Choose a tag to compare

v2.0.0 — Release notes

Headline: the analytics surface, the dashboard, and the operator
tooling are all rebuilt around a coherent v2 model — three sibling
ClickHouse tables sharing one severity-tagged labels[] vocabulary,
a Vue 3 dashboard, a harness CLI binary covering the full v2 API,
and a set of Claude Code skills for driving the rig and analysing
incidents through prose prompts.

This is a major release: several v1 surfaces are removed.

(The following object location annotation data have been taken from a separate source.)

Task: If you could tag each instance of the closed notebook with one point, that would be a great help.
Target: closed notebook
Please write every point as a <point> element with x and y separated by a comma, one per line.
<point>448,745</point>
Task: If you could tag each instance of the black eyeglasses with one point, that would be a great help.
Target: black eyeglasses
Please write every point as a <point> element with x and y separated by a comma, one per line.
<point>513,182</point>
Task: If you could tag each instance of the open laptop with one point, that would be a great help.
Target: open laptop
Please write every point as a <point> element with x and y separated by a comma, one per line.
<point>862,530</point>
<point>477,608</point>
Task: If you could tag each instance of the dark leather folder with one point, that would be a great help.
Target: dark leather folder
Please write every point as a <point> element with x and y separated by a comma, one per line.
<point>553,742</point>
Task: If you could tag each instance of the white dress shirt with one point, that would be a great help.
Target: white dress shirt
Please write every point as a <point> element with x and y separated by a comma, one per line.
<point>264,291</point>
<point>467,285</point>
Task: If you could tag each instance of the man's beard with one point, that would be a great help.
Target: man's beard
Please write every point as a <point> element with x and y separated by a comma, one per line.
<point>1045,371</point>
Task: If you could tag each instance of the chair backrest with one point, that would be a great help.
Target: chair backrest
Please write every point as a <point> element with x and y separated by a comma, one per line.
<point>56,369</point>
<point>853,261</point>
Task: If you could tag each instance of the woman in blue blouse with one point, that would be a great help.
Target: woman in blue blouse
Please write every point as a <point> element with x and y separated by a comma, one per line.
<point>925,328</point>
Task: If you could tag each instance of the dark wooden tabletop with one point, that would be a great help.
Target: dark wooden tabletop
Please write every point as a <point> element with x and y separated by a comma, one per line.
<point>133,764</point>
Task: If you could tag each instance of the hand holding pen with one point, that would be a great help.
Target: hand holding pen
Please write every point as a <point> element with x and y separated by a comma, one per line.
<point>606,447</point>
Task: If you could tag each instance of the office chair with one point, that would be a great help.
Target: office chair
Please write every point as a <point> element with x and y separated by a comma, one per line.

Read
the Breaking changes section before upgrading.


TL;DR

  • Three coherent ClickHouse tablessession_events,
    network_requests, control_events — share one severity-tagged
    labels[] vocabulary that drives every chip, tint, and filter in
    the UI.
  • A new Vue 3 dashboard at /dashboard/v3/... replaces the
    legacy static-HTML pages.
  • A harness CLI binary under tools/harness-cli/ covers the
    full v2 API surface (24 endpoints + snapshot/undo discipline).
  • Six project-level Claude Code skills under .claude/skills/
    (triage, investigate, forensics, fault, shape, finding)
    let operators drive the rig — and run forensic analyses — through
    natural-language prompts.
  • An in-dashboard AI chat panel (#497, #511#515) — ask the
    rig questions in prose, scoped to the session/play you're viewing,
    backed by a provider-agnostic forwarder chat backend.
  • A player ABR characterization framework (#482, #483, #493)
    plus an Automated Testing dashboard page that groups runs and
    drills into per-step detail.
  • A server-behavior control-surface test suite (#518#524)
    that calibrates rate caps, delay, loss, patterns, fault injection,
    transport faults, and transfer timeouts against a live deployment.
  • A baseline rate cap (#480) every new session inherits, with
    the kernel-truth effective_rate_limit_mbps surfaced in the UI.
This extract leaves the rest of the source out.